Because the creature kills and dismembers men, women and children, and is responsible for around a hundred murders, one doesn’t know whether it is wolf, a dog, a hyena…. A werewolf perhaps? The rumor spreads….
Year of publication of the original edition : 1858
Year of publication of this current edition : 2019 (407 pages)
Éditeur : Libretto
The author :
Élie Berthet was born on June 8, 1815, in Limoges and died on February 1, 1891 in Paris. He was a French writer, writer of serial dramas, popular novels, historical fiction and books for young people. A popular novelist of the 2nd Empire, he published the first book on this affair. Appearing in 1858, his Beast of Gévaudan achieved immediate success.

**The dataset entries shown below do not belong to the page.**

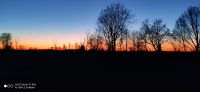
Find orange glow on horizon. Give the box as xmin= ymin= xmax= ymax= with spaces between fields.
xmin=6 ymin=36 xmax=193 ymax=52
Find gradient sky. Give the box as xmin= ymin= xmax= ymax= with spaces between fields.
xmin=0 ymin=0 xmax=199 ymax=49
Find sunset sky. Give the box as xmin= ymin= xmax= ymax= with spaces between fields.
xmin=0 ymin=0 xmax=199 ymax=49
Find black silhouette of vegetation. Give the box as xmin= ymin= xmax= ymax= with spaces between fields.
xmin=78 ymin=43 xmax=86 ymax=51
xmin=173 ymin=6 xmax=200 ymax=52
xmin=119 ymin=29 xmax=129 ymax=51
xmin=0 ymin=33 xmax=12 ymax=50
xmin=130 ymin=30 xmax=147 ymax=51
xmin=140 ymin=19 xmax=170 ymax=52
xmin=96 ymin=3 xmax=133 ymax=51
xmin=87 ymin=32 xmax=104 ymax=51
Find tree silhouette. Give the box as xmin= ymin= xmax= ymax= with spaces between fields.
xmin=130 ymin=31 xmax=137 ymax=51
xmin=53 ymin=40 xmax=58 ymax=50
xmin=68 ymin=43 xmax=71 ymax=50
xmin=0 ymin=33 xmax=12 ymax=50
xmin=97 ymin=3 xmax=133 ymax=51
xmin=79 ymin=45 xmax=85 ymax=51
xmin=87 ymin=33 xmax=104 ymax=51
xmin=124 ymin=29 xmax=129 ymax=51
xmin=141 ymin=19 xmax=170 ymax=52
xmin=174 ymin=6 xmax=200 ymax=52
xmin=14 ymin=38 xmax=19 ymax=50
xmin=119 ymin=29 xmax=129 ymax=51
xmin=63 ymin=44 xmax=67 ymax=50
xmin=172 ymin=16 xmax=190 ymax=52
xmin=85 ymin=32 xmax=91 ymax=50
xmin=119 ymin=31 xmax=125 ymax=51
xmin=130 ymin=31 xmax=147 ymax=51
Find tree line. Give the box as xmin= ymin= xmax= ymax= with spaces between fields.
xmin=0 ymin=3 xmax=200 ymax=52
xmin=87 ymin=3 xmax=200 ymax=52
xmin=0 ymin=33 xmax=12 ymax=50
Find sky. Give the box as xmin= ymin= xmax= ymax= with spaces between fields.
xmin=0 ymin=0 xmax=199 ymax=49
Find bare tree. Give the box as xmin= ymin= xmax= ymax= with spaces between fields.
xmin=173 ymin=6 xmax=200 ymax=52
xmin=85 ymin=32 xmax=91 ymax=50
xmin=119 ymin=31 xmax=125 ymax=51
xmin=139 ymin=29 xmax=148 ymax=51
xmin=141 ymin=19 xmax=170 ymax=52
xmin=172 ymin=15 xmax=191 ymax=52
xmin=18 ymin=45 xmax=25 ymax=50
xmin=118 ymin=29 xmax=130 ymax=51
xmin=68 ymin=43 xmax=71 ymax=50
xmin=87 ymin=33 xmax=104 ymax=51
xmin=63 ymin=44 xmax=67 ymax=50
xmin=119 ymin=39 xmax=124 ymax=51
xmin=124 ymin=29 xmax=129 ymax=51
xmin=130 ymin=31 xmax=146 ymax=51
xmin=97 ymin=3 xmax=133 ymax=51
xmin=78 ymin=42 xmax=85 ymax=51
xmin=0 ymin=33 xmax=12 ymax=50
xmin=130 ymin=31 xmax=137 ymax=51
xmin=53 ymin=41 xmax=57 ymax=50
xmin=74 ymin=42 xmax=79 ymax=49
xmin=169 ymin=37 xmax=182 ymax=52
xmin=14 ymin=38 xmax=18 ymax=50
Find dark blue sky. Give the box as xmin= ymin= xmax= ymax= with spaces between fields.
xmin=0 ymin=0 xmax=199 ymax=48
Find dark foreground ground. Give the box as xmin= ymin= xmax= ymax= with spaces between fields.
xmin=0 ymin=50 xmax=200 ymax=92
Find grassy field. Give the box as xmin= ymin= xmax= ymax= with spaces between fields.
xmin=0 ymin=50 xmax=199 ymax=92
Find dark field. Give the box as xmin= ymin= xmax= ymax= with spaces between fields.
xmin=0 ymin=50 xmax=200 ymax=92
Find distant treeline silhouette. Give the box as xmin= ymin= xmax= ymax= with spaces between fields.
xmin=87 ymin=3 xmax=200 ymax=52
xmin=0 ymin=33 xmax=12 ymax=50
xmin=1 ymin=3 xmax=200 ymax=52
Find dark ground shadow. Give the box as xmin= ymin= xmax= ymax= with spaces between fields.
xmin=0 ymin=50 xmax=199 ymax=92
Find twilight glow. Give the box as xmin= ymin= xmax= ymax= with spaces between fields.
xmin=0 ymin=0 xmax=199 ymax=49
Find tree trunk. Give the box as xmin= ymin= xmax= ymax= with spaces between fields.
xmin=196 ymin=44 xmax=199 ymax=52
xmin=157 ymin=44 xmax=161 ymax=52
xmin=125 ymin=36 xmax=128 ymax=51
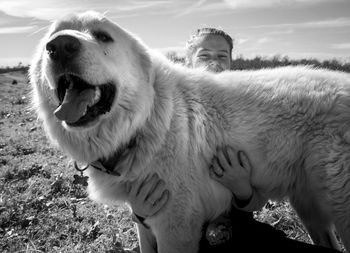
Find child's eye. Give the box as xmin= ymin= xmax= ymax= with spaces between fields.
xmin=199 ymin=55 xmax=209 ymax=59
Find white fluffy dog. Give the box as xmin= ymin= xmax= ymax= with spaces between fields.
xmin=30 ymin=11 xmax=350 ymax=253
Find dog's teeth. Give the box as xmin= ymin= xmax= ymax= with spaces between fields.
xmin=68 ymin=81 xmax=74 ymax=89
xmin=93 ymin=87 xmax=101 ymax=104
xmin=65 ymin=74 xmax=74 ymax=89
xmin=86 ymin=87 xmax=101 ymax=107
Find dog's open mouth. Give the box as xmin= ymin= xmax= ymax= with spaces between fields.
xmin=54 ymin=74 xmax=116 ymax=127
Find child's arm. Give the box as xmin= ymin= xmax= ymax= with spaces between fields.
xmin=125 ymin=173 xmax=170 ymax=228
xmin=210 ymin=147 xmax=266 ymax=212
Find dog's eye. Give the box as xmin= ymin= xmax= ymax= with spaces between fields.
xmin=93 ymin=31 xmax=113 ymax=43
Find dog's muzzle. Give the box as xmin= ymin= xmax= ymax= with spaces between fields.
xmin=46 ymin=35 xmax=81 ymax=66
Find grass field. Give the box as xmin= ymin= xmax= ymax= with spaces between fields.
xmin=0 ymin=70 xmax=345 ymax=252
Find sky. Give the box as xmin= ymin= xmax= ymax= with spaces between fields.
xmin=0 ymin=0 xmax=350 ymax=67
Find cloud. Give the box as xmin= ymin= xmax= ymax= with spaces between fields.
xmin=256 ymin=37 xmax=272 ymax=44
xmin=0 ymin=0 xmax=173 ymax=20
xmin=156 ymin=46 xmax=186 ymax=56
xmin=172 ymin=0 xmax=345 ymax=17
xmin=0 ymin=25 xmax=37 ymax=34
xmin=0 ymin=0 xmax=347 ymax=21
xmin=296 ymin=17 xmax=350 ymax=28
xmin=224 ymin=0 xmax=278 ymax=9
xmin=266 ymin=29 xmax=294 ymax=35
xmin=223 ymin=0 xmax=342 ymax=9
xmin=251 ymin=17 xmax=350 ymax=29
xmin=176 ymin=0 xmax=207 ymax=17
xmin=236 ymin=37 xmax=249 ymax=45
xmin=331 ymin=43 xmax=350 ymax=50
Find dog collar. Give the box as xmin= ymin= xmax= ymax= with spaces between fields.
xmin=89 ymin=135 xmax=138 ymax=176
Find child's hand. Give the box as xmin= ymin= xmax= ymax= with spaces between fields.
xmin=125 ymin=173 xmax=169 ymax=219
xmin=210 ymin=146 xmax=252 ymax=200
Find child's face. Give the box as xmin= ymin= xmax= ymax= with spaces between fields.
xmin=191 ymin=34 xmax=231 ymax=72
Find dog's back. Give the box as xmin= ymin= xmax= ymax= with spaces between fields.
xmin=164 ymin=65 xmax=350 ymax=251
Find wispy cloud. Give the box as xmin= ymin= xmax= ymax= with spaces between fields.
xmin=0 ymin=0 xmax=348 ymax=22
xmin=251 ymin=17 xmax=350 ymax=29
xmin=0 ymin=25 xmax=37 ymax=34
xmin=0 ymin=0 xmax=172 ymax=20
xmin=0 ymin=15 xmax=17 ymax=25
xmin=331 ymin=43 xmax=350 ymax=50
xmin=172 ymin=0 xmax=345 ymax=17
xmin=156 ymin=46 xmax=186 ymax=56
xmin=266 ymin=29 xmax=294 ymax=35
xmin=223 ymin=0 xmax=342 ymax=9
xmin=176 ymin=0 xmax=207 ymax=17
xmin=236 ymin=37 xmax=249 ymax=45
xmin=256 ymin=37 xmax=272 ymax=44
xmin=305 ymin=18 xmax=350 ymax=28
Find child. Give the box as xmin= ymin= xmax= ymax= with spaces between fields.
xmin=185 ymin=27 xmax=233 ymax=72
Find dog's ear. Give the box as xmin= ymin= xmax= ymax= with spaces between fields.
xmin=138 ymin=49 xmax=152 ymax=83
xmin=130 ymin=40 xmax=152 ymax=84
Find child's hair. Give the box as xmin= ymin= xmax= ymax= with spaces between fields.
xmin=185 ymin=27 xmax=234 ymax=65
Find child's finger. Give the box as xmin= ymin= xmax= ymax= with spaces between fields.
xmin=226 ymin=146 xmax=241 ymax=168
xmin=146 ymin=179 xmax=166 ymax=204
xmin=210 ymin=167 xmax=233 ymax=189
xmin=238 ymin=151 xmax=252 ymax=174
xmin=210 ymin=158 xmax=224 ymax=178
xmin=151 ymin=190 xmax=170 ymax=216
xmin=138 ymin=174 xmax=159 ymax=200
xmin=216 ymin=148 xmax=231 ymax=171
xmin=130 ymin=176 xmax=146 ymax=197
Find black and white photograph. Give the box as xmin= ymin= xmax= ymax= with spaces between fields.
xmin=0 ymin=0 xmax=349 ymax=252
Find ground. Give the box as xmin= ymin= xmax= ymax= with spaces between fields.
xmin=0 ymin=71 xmax=345 ymax=252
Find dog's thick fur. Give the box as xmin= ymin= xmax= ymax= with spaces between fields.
xmin=30 ymin=11 xmax=350 ymax=253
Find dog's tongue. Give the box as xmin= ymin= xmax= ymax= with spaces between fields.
xmin=54 ymin=88 xmax=95 ymax=123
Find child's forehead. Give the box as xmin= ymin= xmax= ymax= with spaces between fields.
xmin=195 ymin=34 xmax=231 ymax=50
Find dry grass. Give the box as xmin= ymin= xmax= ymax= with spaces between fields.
xmin=0 ymin=71 xmax=138 ymax=252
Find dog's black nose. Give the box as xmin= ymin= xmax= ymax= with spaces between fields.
xmin=46 ymin=35 xmax=81 ymax=63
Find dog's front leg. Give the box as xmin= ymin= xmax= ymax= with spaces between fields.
xmin=157 ymin=224 xmax=203 ymax=253
xmin=290 ymin=191 xmax=341 ymax=250
xmin=150 ymin=213 xmax=204 ymax=253
xmin=137 ymin=224 xmax=157 ymax=253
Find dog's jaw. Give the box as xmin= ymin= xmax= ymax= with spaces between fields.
xmin=33 ymin=70 xmax=155 ymax=165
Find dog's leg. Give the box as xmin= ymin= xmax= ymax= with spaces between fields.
xmin=289 ymin=189 xmax=341 ymax=250
xmin=323 ymin=139 xmax=350 ymax=252
xmin=155 ymin=223 xmax=203 ymax=253
xmin=137 ymin=224 xmax=157 ymax=253
xmin=150 ymin=210 xmax=204 ymax=253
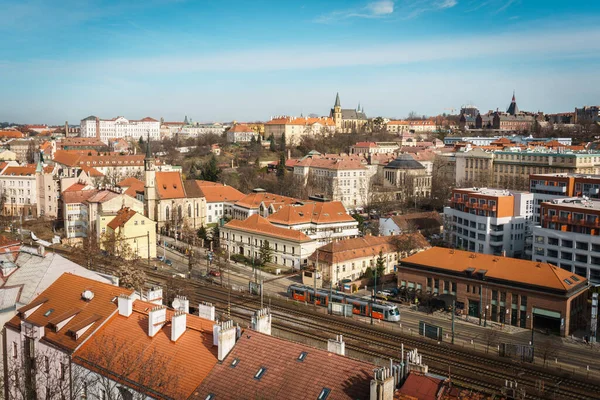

He wrote every genre and even invented new genres. His novels on crime read like detective stories before their time. Man of the Woods (1861) is considered a precursor to Tarzan and he is the first to write a prehistoric novel, before the Rosny brothers, called Paris before History (1884, recently republished). The Miners of the Polignies (1866) was one of the inspirations for Zola’s Germinal.